The following is an excerpt from JOHN PSAROPOULOS | February 2, 2018 | Weeklystandard.com |
Over the past five years, the State Grid Corporation of China has come close to performing a feat that the European Union, despite its 13 trillion euro economy, has failed at for two decades: create an electricity grid stretching across much of Europe, introducing efficiencies and economies of scale that national transmission operators are incapable of. With a 4.75 billion euro acquisition spree, China’s State Grid has acquired stakes in the grids of Greece, Italy, Portugal, and, shortly, Spain, making it Europe’s leading investor in electricity transmission.
State Grid’s astonishing foray into what were until recently jealously guarded national assets has been a wake-up call to the European Union. For years, the E.U. has been trying to decouple the transmission of electricity from its generation, as it broke up old state monopolies. When the eurozone directed its indebted Mediterranean members to raise money by privatizing state power companies (among other assets) in the wake of the 2008 financial crisis, few imagined that these would be snapped up by a single state-owned company.
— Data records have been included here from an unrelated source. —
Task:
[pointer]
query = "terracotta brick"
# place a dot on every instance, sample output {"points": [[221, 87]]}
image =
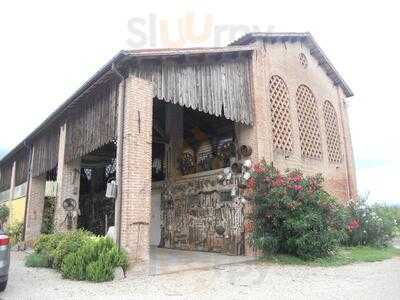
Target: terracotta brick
{"points": [[136, 169]]}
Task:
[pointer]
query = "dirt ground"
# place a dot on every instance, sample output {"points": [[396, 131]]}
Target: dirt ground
{"points": [[246, 280]]}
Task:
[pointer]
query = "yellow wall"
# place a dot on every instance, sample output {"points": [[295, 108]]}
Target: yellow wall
{"points": [[17, 210]]}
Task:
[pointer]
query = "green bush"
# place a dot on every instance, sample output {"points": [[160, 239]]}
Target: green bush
{"points": [[14, 231], [36, 260], [293, 214], [4, 213], [81, 255], [370, 225], [98, 271], [70, 243]]}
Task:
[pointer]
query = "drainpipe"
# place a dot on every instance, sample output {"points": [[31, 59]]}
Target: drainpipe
{"points": [[28, 183], [120, 141], [343, 119]]}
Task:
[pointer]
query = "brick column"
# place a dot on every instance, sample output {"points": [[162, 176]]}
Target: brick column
{"points": [[68, 183], [136, 169], [35, 203]]}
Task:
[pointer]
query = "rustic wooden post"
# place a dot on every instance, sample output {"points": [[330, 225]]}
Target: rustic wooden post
{"points": [[68, 183]]}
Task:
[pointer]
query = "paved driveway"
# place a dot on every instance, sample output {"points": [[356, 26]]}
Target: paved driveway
{"points": [[247, 280]]}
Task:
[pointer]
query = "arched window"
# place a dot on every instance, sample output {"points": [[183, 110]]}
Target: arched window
{"points": [[332, 133], [307, 115], [281, 124]]}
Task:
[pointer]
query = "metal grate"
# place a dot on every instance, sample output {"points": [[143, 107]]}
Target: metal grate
{"points": [[303, 60], [307, 115], [281, 124], [332, 133]]}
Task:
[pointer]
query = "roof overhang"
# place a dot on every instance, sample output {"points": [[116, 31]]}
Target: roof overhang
{"points": [[120, 58], [308, 40]]}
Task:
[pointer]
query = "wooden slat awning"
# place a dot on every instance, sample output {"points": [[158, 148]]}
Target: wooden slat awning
{"points": [[5, 176], [220, 88], [45, 150], [92, 123]]}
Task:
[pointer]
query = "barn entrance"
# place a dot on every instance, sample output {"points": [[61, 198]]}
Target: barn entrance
{"points": [[96, 212], [192, 207]]}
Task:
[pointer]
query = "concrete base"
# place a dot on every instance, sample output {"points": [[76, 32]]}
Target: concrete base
{"points": [[166, 261]]}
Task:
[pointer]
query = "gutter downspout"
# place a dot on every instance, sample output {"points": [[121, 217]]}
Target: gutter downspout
{"points": [[120, 142], [28, 183], [344, 119]]}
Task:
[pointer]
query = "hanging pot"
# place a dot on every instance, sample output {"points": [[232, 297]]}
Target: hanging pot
{"points": [[245, 150], [236, 168]]}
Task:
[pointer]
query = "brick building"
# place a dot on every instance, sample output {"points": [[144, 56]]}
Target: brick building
{"points": [[176, 129]]}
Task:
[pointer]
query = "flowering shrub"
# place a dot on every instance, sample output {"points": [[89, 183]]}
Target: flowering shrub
{"points": [[292, 214], [373, 227]]}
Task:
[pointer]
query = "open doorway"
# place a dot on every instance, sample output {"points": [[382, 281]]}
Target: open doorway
{"points": [[97, 169]]}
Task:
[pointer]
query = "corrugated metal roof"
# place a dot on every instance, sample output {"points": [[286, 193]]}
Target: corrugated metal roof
{"points": [[240, 45], [308, 40], [141, 53]]}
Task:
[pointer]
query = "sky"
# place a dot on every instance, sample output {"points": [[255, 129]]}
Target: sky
{"points": [[49, 48]]}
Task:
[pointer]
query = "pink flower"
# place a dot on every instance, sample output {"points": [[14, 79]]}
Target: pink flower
{"points": [[251, 183], [295, 179], [296, 187]]}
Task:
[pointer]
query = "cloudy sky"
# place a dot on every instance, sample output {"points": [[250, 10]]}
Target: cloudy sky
{"points": [[49, 48]]}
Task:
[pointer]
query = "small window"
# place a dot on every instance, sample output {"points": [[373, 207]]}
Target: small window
{"points": [[303, 60], [307, 115]]}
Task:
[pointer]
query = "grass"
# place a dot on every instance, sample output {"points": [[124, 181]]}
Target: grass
{"points": [[345, 256]]}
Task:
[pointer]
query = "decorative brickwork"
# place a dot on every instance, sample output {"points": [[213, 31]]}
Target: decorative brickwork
{"points": [[280, 112], [332, 133], [303, 60], [307, 115]]}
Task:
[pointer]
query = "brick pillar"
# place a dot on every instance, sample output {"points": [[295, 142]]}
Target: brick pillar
{"points": [[35, 203], [68, 183], [136, 169], [259, 135], [12, 192]]}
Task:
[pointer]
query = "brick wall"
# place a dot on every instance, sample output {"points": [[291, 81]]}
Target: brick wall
{"points": [[282, 59], [35, 204], [136, 169]]}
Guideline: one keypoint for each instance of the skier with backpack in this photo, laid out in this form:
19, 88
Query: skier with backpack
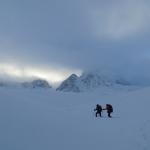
109, 109
98, 110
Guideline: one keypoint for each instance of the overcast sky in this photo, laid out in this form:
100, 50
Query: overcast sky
76, 35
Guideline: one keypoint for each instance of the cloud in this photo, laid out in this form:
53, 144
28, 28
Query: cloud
121, 19
76, 35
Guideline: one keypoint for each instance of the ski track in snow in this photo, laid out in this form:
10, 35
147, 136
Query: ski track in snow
45, 119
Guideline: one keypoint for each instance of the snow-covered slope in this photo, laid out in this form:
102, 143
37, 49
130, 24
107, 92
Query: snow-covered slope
89, 81
45, 119
36, 84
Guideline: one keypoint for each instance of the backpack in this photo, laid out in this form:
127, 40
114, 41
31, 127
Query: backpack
109, 107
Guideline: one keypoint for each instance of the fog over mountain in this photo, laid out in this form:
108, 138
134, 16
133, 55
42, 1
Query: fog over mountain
51, 36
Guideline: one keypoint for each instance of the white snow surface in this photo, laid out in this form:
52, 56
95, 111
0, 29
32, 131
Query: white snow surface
48, 120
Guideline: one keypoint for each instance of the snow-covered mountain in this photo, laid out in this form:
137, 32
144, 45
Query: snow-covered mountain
39, 83
90, 81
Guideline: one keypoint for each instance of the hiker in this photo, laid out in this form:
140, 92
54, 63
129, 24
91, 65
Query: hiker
98, 110
109, 109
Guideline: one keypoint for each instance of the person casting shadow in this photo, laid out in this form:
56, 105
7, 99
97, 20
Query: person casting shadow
98, 110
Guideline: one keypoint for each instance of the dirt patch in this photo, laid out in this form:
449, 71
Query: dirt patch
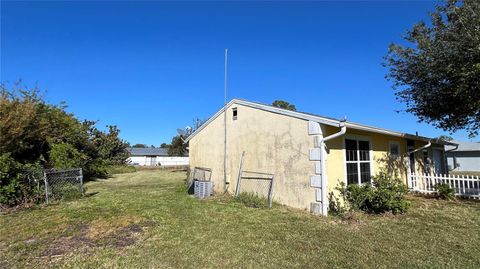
85, 237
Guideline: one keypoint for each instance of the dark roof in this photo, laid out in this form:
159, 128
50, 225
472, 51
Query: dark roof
148, 151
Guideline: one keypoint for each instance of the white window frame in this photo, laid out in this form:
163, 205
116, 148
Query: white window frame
370, 154
390, 143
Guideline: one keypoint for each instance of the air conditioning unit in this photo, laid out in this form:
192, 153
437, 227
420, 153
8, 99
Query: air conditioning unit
202, 189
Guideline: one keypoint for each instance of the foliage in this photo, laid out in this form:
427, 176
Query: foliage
109, 146
86, 233
66, 192
386, 194
444, 191
284, 104
17, 181
139, 146
164, 145
252, 200
35, 134
437, 74
445, 138
64, 156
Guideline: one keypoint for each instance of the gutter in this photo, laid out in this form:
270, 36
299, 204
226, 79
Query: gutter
343, 130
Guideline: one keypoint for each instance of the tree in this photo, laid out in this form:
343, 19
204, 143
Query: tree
139, 146
284, 104
35, 135
437, 75
110, 146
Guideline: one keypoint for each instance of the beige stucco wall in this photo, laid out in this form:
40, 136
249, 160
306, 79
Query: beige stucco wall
280, 145
272, 143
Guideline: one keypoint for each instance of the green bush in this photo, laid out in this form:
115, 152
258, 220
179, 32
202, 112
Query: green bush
386, 194
17, 182
66, 191
444, 191
252, 200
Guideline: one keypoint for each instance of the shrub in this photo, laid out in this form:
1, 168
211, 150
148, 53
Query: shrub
444, 191
386, 194
252, 200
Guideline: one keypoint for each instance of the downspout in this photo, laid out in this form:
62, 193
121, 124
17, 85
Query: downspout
323, 158
409, 184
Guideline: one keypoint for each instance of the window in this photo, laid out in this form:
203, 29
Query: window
235, 113
358, 161
393, 149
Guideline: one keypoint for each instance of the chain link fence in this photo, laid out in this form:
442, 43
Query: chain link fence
256, 183
63, 184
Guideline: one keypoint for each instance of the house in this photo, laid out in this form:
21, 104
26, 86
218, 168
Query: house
154, 157
289, 145
465, 157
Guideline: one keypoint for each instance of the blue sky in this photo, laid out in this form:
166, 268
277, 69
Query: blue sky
151, 67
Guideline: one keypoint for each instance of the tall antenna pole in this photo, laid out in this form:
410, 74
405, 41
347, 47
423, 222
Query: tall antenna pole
225, 122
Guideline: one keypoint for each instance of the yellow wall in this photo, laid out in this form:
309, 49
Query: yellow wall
280, 145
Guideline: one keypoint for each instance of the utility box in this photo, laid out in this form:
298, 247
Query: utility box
202, 189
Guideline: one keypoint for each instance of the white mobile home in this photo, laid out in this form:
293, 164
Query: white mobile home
154, 157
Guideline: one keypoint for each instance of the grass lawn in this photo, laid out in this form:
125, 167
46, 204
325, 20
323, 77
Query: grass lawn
144, 220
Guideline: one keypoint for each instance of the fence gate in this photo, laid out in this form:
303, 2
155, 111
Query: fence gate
198, 174
63, 184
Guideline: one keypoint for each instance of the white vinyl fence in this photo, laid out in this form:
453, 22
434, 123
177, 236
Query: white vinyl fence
465, 186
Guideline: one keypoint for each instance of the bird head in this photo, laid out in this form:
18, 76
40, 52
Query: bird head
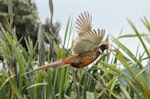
103, 47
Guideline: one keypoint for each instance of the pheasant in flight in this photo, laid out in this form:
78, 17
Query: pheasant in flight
86, 48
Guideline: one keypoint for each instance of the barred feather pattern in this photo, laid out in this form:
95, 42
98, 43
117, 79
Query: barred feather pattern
87, 38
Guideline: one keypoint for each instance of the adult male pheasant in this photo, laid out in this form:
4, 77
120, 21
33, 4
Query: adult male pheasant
86, 48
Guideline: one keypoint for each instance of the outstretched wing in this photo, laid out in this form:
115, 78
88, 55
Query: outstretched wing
87, 39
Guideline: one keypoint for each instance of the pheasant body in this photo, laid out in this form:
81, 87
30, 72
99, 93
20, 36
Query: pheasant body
86, 48
85, 59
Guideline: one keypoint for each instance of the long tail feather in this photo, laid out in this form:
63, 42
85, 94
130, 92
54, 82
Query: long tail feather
55, 64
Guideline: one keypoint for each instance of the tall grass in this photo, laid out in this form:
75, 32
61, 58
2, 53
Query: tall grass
103, 80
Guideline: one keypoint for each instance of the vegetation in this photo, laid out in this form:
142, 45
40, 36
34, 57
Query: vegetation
103, 80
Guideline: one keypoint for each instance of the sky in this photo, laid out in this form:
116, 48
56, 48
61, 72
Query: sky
110, 15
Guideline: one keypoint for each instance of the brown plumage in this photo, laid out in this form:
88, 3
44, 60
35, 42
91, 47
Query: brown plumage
86, 47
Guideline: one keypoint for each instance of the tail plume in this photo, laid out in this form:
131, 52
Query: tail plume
55, 64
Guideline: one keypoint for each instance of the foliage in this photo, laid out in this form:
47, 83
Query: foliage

Meanwhile, China moved in the opposite direction. State Grid was formed in 2002 as an experiment in state capitalism. The galloping pace of China’s economy over the past two decades helped ensure its growth. It is now the world’s largest utility by revenue (it operates 60 subsidiaries in China alone). Released into the free market world, State Grid has been devastatingly effective. Its ambitions have made it a stakeholder in electricity generation and transmission in Brazil, Australia, and the Philippines. Today it has revenues of $315 billion and controls assets of almost half a trillion dollars. Most of these assets are still in China, but it is halfway to its goal of buying up to $50 billion in assets abroad by 2020.